A Time Outside This Time
Page 18
28.
The truth is that the truth is complicated. Here’s a story, a terrible story, from the summer of 2017. Eid was around the corner. In Kashmir, in the part ruled by India, on the night the faithful observe Shab-i-Qadr, or the night the Quran is believed to have been revealed, an image of a badly beaten man clad only in his underwear began circulating on social media. His name was Mohammed Ayub Pandith. He was fifty-seven. The next day, the police released a statement that Pandith, deputy superintendent of police, had been assaulted and killed outside the Jamia Masjid in Nowhatta. Reading the news, I sensed the reporter’s frustration at being unable to parse the truth. Pandith was also a Muslim and a Kashmiri, like the men in the mob who murdered him, and in the end that is the angle that the reporter settled on. “Kashmiris are killing Kashmiris.”
But, as I said, truth is more disturbing. According to police, Pandith was tasked with frisking worshippers as they streamed into the mosque in Nowhatta, where a prominent separatist leader was to lead the prayers. One version of events had Pandith getting involved in an altercation with the youth who were shouting anti-India slogans. Pandith was photographing them with his phone. But how would this be possible? asked Pandith’s son. His father didn’t have a smartphone, only a basic Nokia phone. When he was attacked, Pandith fired three shots from his pistol and injured his attackers. The police chief praised Pandith’s action: he had aimed at the legs and not tried to kill those who were about to lynch him. One could say that at least one Kashmiri was not killing Kashmiris.

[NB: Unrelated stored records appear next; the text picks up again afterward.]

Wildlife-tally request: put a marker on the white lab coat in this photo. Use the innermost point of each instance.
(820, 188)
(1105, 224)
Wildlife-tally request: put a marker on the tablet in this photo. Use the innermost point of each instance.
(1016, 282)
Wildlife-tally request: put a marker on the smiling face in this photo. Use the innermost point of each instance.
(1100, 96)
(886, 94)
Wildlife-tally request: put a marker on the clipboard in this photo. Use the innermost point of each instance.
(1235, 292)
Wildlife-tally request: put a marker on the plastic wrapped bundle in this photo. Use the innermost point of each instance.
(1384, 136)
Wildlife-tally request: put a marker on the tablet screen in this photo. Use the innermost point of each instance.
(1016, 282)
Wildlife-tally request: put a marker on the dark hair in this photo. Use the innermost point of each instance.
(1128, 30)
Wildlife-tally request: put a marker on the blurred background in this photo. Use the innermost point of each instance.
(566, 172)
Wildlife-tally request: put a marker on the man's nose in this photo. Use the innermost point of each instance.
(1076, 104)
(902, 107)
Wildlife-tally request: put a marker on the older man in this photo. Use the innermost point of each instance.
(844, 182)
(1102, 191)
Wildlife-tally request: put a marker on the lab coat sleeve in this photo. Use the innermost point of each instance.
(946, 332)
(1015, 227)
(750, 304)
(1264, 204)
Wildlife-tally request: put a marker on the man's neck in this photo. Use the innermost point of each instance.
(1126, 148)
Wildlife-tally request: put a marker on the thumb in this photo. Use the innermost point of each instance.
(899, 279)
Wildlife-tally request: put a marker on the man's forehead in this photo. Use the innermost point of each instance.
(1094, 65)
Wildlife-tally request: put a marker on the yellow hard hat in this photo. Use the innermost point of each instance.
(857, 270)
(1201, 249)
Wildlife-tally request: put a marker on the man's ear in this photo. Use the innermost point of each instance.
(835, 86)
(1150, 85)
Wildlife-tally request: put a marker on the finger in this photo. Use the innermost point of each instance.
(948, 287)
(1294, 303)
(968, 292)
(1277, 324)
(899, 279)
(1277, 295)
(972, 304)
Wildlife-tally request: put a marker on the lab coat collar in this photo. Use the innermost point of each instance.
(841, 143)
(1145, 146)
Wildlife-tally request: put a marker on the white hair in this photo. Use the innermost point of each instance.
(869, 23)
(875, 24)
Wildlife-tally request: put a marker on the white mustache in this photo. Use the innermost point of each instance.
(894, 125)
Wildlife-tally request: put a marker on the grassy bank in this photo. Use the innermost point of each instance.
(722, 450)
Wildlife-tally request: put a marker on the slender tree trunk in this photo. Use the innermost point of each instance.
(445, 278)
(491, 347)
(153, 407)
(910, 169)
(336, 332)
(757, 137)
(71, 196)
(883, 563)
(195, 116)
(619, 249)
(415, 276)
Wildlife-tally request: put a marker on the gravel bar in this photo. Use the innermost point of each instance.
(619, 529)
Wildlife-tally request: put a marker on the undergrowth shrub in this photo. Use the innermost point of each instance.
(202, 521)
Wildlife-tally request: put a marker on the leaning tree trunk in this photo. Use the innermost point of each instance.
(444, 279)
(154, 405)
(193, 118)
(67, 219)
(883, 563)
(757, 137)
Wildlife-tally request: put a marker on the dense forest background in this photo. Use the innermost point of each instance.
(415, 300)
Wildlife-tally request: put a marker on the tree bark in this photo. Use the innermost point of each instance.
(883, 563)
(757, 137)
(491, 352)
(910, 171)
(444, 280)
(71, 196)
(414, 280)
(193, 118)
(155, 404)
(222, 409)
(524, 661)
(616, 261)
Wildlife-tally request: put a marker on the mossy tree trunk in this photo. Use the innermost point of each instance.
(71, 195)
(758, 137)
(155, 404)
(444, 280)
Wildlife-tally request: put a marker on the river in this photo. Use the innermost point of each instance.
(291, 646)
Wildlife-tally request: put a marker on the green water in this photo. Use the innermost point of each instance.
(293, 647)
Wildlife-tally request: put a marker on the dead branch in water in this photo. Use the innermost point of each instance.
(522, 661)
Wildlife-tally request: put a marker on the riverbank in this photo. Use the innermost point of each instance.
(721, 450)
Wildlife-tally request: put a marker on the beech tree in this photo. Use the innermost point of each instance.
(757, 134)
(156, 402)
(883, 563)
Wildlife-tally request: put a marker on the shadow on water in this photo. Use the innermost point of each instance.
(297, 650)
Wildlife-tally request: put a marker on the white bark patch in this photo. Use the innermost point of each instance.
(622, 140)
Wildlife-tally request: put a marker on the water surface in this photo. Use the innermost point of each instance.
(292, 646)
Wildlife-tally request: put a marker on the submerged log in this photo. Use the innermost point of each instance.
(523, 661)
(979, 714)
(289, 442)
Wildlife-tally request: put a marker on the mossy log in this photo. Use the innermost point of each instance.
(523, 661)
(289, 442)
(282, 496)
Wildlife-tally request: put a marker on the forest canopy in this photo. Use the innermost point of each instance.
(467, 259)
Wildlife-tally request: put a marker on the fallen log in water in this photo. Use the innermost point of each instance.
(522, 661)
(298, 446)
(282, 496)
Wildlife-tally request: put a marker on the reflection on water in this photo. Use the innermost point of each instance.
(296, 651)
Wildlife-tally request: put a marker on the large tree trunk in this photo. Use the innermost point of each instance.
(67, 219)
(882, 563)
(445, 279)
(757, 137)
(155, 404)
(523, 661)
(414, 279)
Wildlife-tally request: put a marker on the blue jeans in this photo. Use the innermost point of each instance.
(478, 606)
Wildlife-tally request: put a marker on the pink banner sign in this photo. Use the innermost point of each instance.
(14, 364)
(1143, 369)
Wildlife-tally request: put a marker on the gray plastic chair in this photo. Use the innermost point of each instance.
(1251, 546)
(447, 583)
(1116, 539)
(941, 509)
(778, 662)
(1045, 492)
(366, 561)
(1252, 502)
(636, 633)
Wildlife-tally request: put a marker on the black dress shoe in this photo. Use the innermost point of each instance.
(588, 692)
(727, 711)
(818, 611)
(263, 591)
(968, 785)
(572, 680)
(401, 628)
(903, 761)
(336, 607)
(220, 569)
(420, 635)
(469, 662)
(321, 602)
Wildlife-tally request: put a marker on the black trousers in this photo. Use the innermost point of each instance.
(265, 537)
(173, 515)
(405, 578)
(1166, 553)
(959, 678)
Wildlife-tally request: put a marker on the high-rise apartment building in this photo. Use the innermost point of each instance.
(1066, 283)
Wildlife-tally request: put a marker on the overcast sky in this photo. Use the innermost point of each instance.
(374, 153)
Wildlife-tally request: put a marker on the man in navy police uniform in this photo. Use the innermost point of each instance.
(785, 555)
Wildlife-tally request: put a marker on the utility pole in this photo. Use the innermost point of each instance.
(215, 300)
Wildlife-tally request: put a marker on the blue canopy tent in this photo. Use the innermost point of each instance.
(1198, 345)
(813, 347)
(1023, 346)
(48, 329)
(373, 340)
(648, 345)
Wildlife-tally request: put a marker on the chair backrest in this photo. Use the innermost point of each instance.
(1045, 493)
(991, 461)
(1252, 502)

The incident appears to have happened close to midnight. When the images of Pandith’s bruised body were forwarded on social media, all kinds of rumors spread through the valley. There were claims the body was that of a non-Kashmiri who had come to kill the man about to lead the prayers. Another rumor described the dead man as someone from the intelligence bureau spying on the worshippers. A third, more insidious rumor, especially in the context of the Indian subcontinent, was that the man who was lynched was uncircumcised. In so many riots, so many stories, the difference between life and death is as thin as a piece of foreskin. The reporter mentions talk of Pandith being an honest and humble man. He hadn’t grown rich like some other police officers.
Last night when I went to bed, I told myself that when I woke up in the morning I would put pen to paper and try to find a way into the report I had kept with me about Pandith’s lynching. What kept me awake for a long time was the mention that when Pandith’s son went to the police control room to identify his father’s body, he fainted. My mind kept going back to the fact that hours after the pictures of Pandith’s body first appeared on social media, another photograph was circulated on WhatsApp. It showed Pandith’s jaws with no teeth left attached.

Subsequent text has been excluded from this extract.